Но тем не менее достоинства это ему не добавляло. «Он просто не сдержал слова и не выполнил условия нашей договоренности! — раздраженно думала Поля, поднимаясь с ним под руку на второй этаж в банкетный зал. — А я-то, дура, тоже хороша! Купилась на «российского друга», пожалела «бедного, одинокого иностранца»!»

Кстати, роль восторженного иностранца Стеффери играл отменно. Она холодно отметила, с каким показным восхищением рассматривает он двухметровые фигуры медведей и деревянные скульптуры российских государей. «А ведь был уже внутри! Явно был!» Поля все это уже видела, и не раз, поэтому ее не поражали ни огромная телега с яствами посреди зала, ни охотничьи трофеи на стенах. Она просто поднималась по лестнице, глядя прямо перед собой. И никак не отреагировала, когда кто-то из толпы, следующей сзади, сдержанно шепнул:

— Холодная, как ледышка, и какая-то суровая… Не поймешь штатовских мужиков! Что он такого в ней нашел? Своих, что ли, баб не хватает?
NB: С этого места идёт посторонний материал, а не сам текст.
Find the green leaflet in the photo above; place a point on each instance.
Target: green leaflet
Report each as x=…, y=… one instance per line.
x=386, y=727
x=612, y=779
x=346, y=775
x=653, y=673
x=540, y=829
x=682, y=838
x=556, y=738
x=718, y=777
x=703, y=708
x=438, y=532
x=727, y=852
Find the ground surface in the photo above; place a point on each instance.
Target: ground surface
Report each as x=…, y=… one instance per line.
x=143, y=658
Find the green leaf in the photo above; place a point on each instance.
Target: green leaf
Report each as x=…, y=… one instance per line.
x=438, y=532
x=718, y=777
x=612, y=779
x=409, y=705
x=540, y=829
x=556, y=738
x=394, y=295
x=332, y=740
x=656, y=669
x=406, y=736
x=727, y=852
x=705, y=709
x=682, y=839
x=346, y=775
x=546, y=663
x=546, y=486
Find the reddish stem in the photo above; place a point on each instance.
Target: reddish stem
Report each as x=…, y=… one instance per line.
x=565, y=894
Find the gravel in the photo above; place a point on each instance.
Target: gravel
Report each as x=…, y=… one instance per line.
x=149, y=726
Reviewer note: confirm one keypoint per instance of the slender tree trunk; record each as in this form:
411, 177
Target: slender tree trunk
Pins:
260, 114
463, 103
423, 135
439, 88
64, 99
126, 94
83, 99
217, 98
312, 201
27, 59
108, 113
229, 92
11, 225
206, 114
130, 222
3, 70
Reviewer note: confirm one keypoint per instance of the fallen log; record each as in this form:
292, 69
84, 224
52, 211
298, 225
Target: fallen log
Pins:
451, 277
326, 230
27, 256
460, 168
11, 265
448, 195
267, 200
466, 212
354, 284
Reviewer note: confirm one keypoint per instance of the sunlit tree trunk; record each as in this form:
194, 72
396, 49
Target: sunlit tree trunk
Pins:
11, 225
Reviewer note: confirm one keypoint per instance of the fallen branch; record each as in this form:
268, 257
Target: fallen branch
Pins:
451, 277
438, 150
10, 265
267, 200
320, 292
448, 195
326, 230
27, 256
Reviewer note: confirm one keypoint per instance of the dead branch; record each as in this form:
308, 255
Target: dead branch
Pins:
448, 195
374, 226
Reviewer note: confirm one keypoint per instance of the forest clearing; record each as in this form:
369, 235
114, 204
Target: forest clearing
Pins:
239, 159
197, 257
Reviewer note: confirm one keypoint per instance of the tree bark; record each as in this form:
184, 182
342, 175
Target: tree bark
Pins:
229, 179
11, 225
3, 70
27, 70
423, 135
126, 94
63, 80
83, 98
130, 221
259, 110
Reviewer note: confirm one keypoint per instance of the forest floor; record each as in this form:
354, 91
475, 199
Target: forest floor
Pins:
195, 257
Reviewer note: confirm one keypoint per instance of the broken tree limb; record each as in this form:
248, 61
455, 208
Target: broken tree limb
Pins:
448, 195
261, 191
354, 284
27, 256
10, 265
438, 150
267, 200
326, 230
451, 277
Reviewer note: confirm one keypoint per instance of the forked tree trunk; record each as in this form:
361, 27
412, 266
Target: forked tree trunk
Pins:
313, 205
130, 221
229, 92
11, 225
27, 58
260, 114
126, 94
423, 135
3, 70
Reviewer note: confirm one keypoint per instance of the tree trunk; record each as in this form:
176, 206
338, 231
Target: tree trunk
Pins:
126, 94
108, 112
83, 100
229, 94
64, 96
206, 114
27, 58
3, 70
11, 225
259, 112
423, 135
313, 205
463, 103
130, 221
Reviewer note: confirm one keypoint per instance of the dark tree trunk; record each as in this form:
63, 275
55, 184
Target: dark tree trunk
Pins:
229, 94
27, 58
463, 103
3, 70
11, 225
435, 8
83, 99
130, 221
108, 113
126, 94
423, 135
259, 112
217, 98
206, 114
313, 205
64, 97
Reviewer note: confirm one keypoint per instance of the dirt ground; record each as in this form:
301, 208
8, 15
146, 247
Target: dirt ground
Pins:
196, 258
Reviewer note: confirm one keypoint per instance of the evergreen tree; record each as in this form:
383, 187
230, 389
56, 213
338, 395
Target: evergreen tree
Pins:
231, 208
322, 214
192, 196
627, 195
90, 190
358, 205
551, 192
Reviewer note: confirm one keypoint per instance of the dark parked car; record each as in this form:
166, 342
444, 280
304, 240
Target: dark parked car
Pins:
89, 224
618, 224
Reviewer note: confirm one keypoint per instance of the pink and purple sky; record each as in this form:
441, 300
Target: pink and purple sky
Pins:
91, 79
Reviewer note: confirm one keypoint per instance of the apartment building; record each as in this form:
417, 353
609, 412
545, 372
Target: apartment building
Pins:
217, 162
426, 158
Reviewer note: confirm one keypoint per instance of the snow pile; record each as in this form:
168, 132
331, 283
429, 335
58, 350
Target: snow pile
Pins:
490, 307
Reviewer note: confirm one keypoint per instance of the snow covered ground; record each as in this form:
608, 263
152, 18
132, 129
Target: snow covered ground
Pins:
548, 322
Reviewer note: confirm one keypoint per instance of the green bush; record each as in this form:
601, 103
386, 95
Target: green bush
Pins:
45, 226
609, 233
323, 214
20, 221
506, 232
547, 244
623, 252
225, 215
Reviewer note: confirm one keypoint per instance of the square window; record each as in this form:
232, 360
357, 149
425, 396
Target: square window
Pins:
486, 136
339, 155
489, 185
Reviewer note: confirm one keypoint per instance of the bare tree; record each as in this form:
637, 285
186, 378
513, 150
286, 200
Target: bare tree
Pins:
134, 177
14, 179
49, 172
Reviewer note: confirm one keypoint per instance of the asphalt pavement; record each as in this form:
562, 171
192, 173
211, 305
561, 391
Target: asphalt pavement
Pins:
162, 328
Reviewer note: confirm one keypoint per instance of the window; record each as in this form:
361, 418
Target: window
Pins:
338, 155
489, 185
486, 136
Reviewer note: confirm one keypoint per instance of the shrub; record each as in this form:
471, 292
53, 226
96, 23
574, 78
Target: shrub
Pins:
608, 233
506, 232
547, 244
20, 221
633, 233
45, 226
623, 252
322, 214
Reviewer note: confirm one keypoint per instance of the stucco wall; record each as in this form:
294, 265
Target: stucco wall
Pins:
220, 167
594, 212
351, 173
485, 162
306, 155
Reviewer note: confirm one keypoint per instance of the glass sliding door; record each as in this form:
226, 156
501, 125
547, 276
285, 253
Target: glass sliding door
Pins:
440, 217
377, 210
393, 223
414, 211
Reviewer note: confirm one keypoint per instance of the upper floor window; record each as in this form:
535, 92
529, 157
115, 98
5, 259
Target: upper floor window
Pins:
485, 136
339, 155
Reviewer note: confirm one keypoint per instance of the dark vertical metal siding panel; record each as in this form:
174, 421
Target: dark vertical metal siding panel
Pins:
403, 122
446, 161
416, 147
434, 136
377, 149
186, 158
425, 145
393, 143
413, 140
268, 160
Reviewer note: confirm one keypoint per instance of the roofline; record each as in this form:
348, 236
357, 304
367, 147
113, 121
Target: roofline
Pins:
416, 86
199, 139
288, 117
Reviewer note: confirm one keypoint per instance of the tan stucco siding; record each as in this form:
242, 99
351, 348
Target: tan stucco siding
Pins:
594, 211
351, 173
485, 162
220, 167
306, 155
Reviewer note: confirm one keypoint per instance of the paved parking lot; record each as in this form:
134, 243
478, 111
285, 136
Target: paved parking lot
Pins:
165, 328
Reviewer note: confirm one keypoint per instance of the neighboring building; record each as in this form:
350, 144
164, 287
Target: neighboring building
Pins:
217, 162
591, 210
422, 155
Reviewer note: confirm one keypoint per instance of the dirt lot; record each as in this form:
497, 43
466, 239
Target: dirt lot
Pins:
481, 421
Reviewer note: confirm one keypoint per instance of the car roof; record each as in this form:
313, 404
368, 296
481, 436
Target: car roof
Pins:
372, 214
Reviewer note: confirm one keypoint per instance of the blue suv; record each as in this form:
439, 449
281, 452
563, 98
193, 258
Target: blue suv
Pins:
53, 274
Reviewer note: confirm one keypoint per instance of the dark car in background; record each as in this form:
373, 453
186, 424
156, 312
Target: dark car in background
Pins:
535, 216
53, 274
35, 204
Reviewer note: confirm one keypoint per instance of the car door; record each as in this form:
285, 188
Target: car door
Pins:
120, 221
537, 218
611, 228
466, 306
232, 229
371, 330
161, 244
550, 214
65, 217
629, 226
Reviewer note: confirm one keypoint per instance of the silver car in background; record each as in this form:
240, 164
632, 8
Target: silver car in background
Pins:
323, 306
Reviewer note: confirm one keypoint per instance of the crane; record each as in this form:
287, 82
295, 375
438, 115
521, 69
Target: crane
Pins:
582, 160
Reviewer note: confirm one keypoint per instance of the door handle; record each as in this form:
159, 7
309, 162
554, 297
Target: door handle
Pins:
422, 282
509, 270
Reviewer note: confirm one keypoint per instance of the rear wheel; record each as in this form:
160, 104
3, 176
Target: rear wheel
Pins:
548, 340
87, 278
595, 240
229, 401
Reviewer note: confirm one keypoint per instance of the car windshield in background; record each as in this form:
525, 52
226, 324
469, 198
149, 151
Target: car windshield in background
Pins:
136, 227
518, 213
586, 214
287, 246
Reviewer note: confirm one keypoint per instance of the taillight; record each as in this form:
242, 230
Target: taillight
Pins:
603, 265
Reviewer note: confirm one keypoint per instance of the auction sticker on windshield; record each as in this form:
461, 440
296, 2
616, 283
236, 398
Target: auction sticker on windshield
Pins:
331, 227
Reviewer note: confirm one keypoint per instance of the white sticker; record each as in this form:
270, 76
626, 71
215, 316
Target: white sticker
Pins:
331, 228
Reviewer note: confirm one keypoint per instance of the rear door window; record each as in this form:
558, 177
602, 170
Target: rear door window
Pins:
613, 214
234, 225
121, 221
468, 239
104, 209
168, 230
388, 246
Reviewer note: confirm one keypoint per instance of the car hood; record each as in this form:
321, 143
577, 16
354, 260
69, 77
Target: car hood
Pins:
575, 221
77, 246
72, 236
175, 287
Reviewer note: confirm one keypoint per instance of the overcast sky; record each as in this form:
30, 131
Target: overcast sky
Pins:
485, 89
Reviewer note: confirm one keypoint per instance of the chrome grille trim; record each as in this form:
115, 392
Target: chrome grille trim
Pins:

Стеффери не понимал по-русски, поэтому продолжал улыбаться. Впрочем, Поля совсем не была уверена в том, что он возмутился бы, уловив смысл сказанного. Это не вписывалось в сценарий и не играло на имидж…

Банкетный зал, рассчитанный на человек тридцать-сорок, был выдержан в более светлых тонах, чем нижнее помещение. Хотя в остальном все здесь было точно таким. И старинная печь с открытым огнем, и стены, выложенные массивными круглыми бревнами, и стулья с резными спинками, и светлые, нарочито простенькие занавески на окнах. Вдоль стен стояли берестяные туески и глиняные горшки, а над ними висели головы оленей и чучела глухарей. С лестничных перил небрежно свешивалась роскошная волчья шкура. Поля вспомнила, что они с Борей обычно ужинали за дальним столиком у окна, и даже вздрогнула, когда молодой человек в безупречном смокинге, видимо, распорядитель церемонии, предложил им со Стеффери присесть за тот же стол.

Впрочем, дело было уже не в деталях. Она согласилась прийти сюда, значит, должна была подчиниться правилам игры. Поля, сохраняя спокойное выражение лица, заняла место рядом с Алеком, выпила первый бокал шампанского, поддержав абсолютно безразличный ей тост. Потом второй бокал, потом третий…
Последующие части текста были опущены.